Sculpture on Harvard’s Campus

May 5, 2014
Index Magazine

Sculpture on Harvard’s Campus

A student draws elements of Constantino Nivola’s sandscape mural, Olivetti Showroom Wall Relief (1954), in the Harvard University Science Center.

Last Thursday, a group of seven Harvard freshmen gathered in the Science Center to take a second look at the art that surrounds them on campus.

“I walk by this every day,” said one student, referring to a “sandscape” mural, Olivetti Showroom Wall Relief (1954), by artist Costantino Nivola. The work runs the length and height of a large hallway in the Science Center. “But I’ve never really looked at it.”

The Through the Gates: Art on Campus walking tour was led by Francesca Bewer, research curator for Conservation and Technical Studies Programs at the Harvard Art Museums. Bewer handed out large sketchpads and pencils to the students, encouraging them to spend a few minutes drawing the art before discussing it.

Students walked the length of the hallway, observing geometric patterns, pointing out small raised handprints, and examining shells that seemed to emerge from the artwork.

Coordinated through the Freshman Dean’s Office, the Through the Gates program helps first-year students become better acquainted with Cambridge and Boston, and offers them a chance to interact with faculty, staff, peers, and community members.

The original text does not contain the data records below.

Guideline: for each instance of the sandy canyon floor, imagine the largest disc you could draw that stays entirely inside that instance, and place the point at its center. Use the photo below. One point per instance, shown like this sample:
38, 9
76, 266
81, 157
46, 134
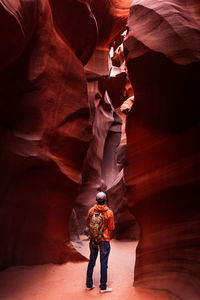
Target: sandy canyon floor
67, 281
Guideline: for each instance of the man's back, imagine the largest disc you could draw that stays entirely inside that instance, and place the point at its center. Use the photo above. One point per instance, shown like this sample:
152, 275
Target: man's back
108, 219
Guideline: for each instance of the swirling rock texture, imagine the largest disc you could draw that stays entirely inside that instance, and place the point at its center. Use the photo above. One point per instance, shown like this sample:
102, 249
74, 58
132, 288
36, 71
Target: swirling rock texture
162, 177
45, 130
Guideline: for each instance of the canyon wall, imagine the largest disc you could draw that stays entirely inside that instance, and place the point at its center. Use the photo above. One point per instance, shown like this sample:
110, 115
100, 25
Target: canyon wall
162, 176
45, 129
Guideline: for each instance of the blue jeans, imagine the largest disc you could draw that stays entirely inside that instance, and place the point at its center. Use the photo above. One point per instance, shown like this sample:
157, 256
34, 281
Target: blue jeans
104, 253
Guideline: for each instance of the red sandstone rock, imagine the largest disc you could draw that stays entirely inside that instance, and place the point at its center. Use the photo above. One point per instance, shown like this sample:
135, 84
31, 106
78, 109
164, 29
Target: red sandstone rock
82, 33
162, 175
44, 138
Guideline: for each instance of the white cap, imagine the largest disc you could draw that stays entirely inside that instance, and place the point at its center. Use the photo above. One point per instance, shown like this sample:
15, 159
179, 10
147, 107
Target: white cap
101, 196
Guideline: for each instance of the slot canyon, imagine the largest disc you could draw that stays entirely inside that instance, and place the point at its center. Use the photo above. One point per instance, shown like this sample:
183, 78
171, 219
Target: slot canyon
100, 95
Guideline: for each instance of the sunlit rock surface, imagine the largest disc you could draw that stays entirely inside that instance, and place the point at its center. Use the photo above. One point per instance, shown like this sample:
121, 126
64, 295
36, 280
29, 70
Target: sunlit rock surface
45, 134
162, 175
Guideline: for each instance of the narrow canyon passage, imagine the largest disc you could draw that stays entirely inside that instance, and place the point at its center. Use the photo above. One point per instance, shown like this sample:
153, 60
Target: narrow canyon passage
67, 281
100, 96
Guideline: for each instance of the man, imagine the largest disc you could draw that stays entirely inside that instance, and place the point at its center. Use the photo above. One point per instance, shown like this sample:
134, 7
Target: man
103, 243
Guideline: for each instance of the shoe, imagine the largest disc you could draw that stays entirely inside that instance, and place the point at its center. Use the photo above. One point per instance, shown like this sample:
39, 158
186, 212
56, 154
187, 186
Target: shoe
107, 290
89, 289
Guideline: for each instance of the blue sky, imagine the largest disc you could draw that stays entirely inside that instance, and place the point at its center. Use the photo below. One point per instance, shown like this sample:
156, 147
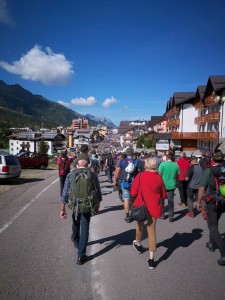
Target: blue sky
119, 59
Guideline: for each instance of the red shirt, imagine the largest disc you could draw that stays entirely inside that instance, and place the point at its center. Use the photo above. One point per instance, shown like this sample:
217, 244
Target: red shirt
152, 188
183, 164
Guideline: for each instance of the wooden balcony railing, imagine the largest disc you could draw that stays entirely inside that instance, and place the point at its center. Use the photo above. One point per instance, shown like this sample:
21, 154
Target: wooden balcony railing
199, 105
175, 109
200, 120
213, 117
176, 122
212, 136
169, 114
211, 100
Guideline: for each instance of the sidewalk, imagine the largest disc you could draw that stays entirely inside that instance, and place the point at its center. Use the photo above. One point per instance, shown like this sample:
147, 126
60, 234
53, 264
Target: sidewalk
185, 269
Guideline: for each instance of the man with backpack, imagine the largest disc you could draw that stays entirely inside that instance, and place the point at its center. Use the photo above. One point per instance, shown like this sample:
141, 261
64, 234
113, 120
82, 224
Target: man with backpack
193, 177
205, 161
209, 191
63, 163
83, 195
126, 171
110, 166
94, 162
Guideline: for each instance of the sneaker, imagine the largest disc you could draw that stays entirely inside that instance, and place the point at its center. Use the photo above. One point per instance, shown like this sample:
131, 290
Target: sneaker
190, 215
139, 249
221, 261
163, 217
75, 242
82, 259
128, 219
151, 264
211, 247
204, 214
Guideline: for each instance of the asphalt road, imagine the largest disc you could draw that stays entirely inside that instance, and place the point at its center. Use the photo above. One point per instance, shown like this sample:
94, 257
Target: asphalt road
38, 261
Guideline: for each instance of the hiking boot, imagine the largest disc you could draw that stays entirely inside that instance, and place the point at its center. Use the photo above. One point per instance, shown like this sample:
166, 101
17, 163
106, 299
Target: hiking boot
211, 247
151, 264
221, 261
204, 214
163, 217
190, 215
82, 259
75, 242
128, 219
139, 249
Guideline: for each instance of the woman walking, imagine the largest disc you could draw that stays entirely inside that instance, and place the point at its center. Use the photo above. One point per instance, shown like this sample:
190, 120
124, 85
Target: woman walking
149, 186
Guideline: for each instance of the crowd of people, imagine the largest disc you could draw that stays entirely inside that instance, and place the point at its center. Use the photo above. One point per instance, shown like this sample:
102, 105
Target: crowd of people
151, 178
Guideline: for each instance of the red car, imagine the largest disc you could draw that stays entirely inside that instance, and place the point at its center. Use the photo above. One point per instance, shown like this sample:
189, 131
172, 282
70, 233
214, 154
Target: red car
33, 160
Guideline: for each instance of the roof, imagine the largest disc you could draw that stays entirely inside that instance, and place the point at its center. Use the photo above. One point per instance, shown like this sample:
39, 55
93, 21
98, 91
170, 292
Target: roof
162, 136
215, 84
32, 136
182, 97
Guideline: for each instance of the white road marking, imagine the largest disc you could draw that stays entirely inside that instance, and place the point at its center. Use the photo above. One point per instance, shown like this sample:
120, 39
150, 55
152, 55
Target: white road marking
6, 225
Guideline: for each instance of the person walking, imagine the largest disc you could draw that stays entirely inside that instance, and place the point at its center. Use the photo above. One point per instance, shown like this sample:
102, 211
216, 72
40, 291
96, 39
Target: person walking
126, 180
80, 221
110, 166
63, 163
169, 171
183, 164
193, 176
150, 186
208, 192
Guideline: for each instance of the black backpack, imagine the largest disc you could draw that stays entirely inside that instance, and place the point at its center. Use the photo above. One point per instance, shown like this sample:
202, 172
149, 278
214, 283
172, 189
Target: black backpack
204, 162
110, 162
83, 194
64, 167
216, 190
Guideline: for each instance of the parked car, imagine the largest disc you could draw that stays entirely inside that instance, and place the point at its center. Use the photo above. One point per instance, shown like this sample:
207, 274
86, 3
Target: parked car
9, 166
33, 160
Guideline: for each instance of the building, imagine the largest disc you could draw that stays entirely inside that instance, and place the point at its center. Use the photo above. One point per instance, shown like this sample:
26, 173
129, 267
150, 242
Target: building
79, 129
196, 119
31, 141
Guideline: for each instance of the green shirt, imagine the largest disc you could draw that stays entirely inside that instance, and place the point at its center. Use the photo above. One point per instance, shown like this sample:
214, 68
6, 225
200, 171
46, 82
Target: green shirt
169, 171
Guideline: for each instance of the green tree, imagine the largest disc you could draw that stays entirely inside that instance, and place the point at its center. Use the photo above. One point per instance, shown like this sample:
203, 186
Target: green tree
43, 148
140, 141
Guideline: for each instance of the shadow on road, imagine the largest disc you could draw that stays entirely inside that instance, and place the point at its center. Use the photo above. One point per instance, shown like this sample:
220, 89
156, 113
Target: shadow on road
19, 181
111, 208
122, 239
178, 240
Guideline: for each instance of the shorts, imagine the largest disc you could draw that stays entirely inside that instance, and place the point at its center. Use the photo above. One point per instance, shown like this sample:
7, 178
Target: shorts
125, 194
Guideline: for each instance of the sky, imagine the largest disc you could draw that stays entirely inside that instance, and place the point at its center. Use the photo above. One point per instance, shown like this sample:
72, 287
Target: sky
118, 59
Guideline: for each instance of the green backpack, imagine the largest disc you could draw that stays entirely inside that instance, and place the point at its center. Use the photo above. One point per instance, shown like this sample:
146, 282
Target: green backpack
83, 195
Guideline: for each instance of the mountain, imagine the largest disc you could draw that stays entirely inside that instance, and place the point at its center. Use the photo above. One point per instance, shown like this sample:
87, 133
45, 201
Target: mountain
21, 108
100, 120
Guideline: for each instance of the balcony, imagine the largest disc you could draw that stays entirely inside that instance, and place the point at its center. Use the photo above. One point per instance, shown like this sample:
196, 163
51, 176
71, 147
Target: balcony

Bewer said she learns a great deal from her students’ questions and observations. “This is a welcome opportunity for us not only to explore who made these sculptures, but also to look at them closely and consider by what processes they were made,” she said. “It is especially important to contemplate sculptures from different angles. I myself only noticed during this tour how colored highlights in the Nivola sculpture appear and disappear, depending on where the viewer is standing.”